Art The Miracle That Exists Outside A Saccharine Schmaltz Christmas

Christmas Art ©artlyst

It’s that time of year again, when a saccharine schmaltz descends in snowy suffocating blanket over us; Christmas is the most profitable time of year for many retailers and commerce, when persistent inane joy wrapped in sprinklings of jagged plastic and shiny film clutters our daily vision on the high street, on television, our insides in the form of seasonal sandwiches (50 Shades of Cranberry); and when the fudge-like warmth of seasonal pop songs muffle the sound of the continuing splurge of royalties tumbling festively into Noddy Holder’s sable lined purse next to the Werther’s Originals. But before you rebuff me indignantly with ‘Bah, Humbug!’, there is one sector of modern life which is blissfully devoid of this weird, curious bastardisation of what was originally a religious festival that has now become an excess-fest in retail ejaculation. For all its peculiar customs and values, the contemporary art world continues to exist in its own parallel universe in completely ignoring the festive season: the visual language that now characterises our modern experience of Christmas as dictated by marketeers everywhere is excluded proudly from its club.

This is no bad thing; for art and Christmas for centuries have been closely intertwined, from the religious icons and paintings making visible the mystical miracle of the nativity to imagery-starved peasants, to the moralising impressively decorative Christian works of the Pre-Raphaelites.

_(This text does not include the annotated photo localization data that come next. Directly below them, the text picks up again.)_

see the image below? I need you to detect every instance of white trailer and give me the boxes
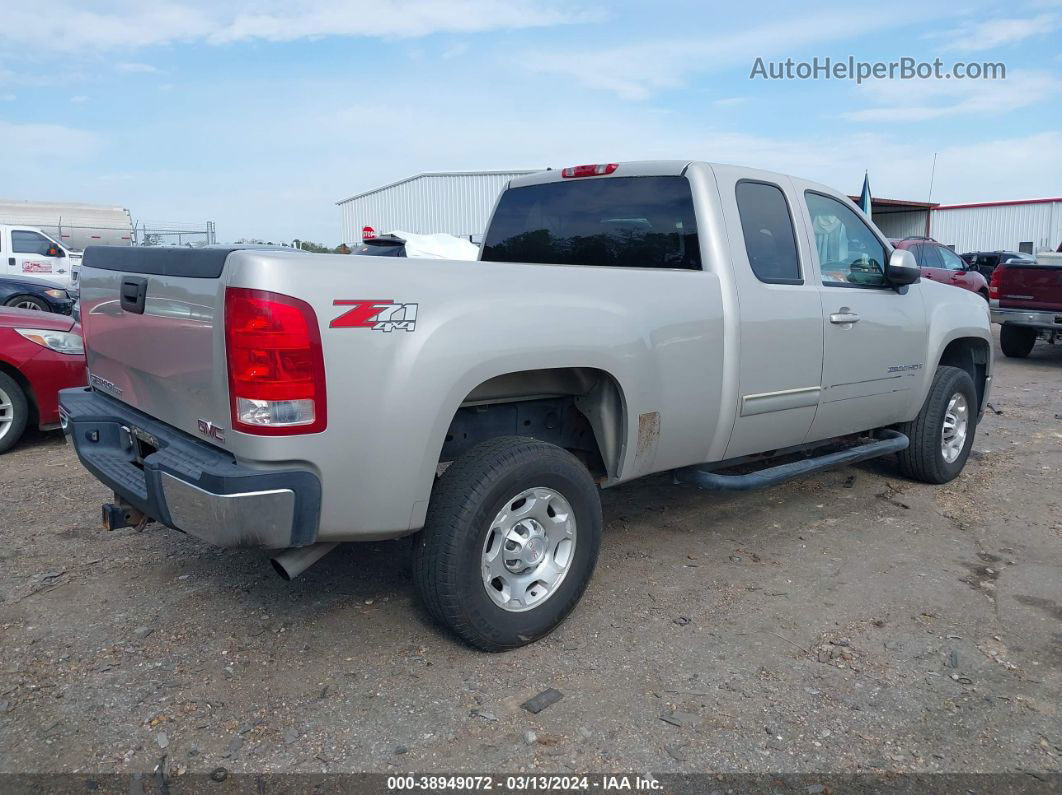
[0,199,133,250]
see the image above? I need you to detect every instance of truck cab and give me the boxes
[1,225,82,293]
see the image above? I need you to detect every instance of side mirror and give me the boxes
[885,248,920,285]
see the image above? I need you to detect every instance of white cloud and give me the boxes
[842,69,1059,122]
[522,8,911,100]
[712,96,749,107]
[117,62,160,73]
[0,1,594,51]
[70,94,88,103]
[940,13,1059,52]
[442,42,470,59]
[0,93,15,101]
[0,120,101,160]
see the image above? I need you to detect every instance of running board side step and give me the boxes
[673,430,909,492]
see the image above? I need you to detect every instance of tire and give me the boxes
[4,295,48,312]
[896,366,977,484]
[412,436,602,651]
[999,325,1036,358]
[0,371,29,455]
[978,289,989,302]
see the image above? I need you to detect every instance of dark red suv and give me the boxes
[891,237,989,299]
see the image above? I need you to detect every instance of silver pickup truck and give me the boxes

It is an indication of how irrelevant the original meaning of Christmas has become that art now no longer plays a role in its dissemination to the masses; the Christmas visual language is now the visual signifier of something that can be purchased. The closest visual creation we have that comes close to the discipline of ‘art’ for Christmas are the constructions in Selfridges windows, themselves amazing feats of technical virtuosity and imagination. All geared towards spending.

But what, then, would constitute Christmas art were contemporary artists to turn their hands to depicting an insightful and critical response to today’s seasonal society? The Guardian has recently featured Christmas card gifs by artists which provide a suitably snappy and digital greeting; Jake and Dinos’s contribution flashes traditional kitsch images interspersed with the usual Ku Klux Klan imagery, with a message that probably is more an indication of their own brand of humour rather than a commentary on Christmas itself. At a stupidly trendy Dover St eatery recently I noticed the festive firs and berries adorning a fireplace right under a Tracey Emin neon non-statement, interestingly enough actually improving the work, and indeed neon does seem the perfect medium for would be Christmas art – relevant both to contemporary art and to the kitsch crude santas adorning semi-detached houses in rural wherever. What I imagine however as a more relevant critical comment on today’s world, is the unforgettable images of shoppers wrestling over a monolith television on Black Friday, rendered Géricault style as a parallel to the Raft of the Medusa: desperate humans destroying each other on an island of nothingness.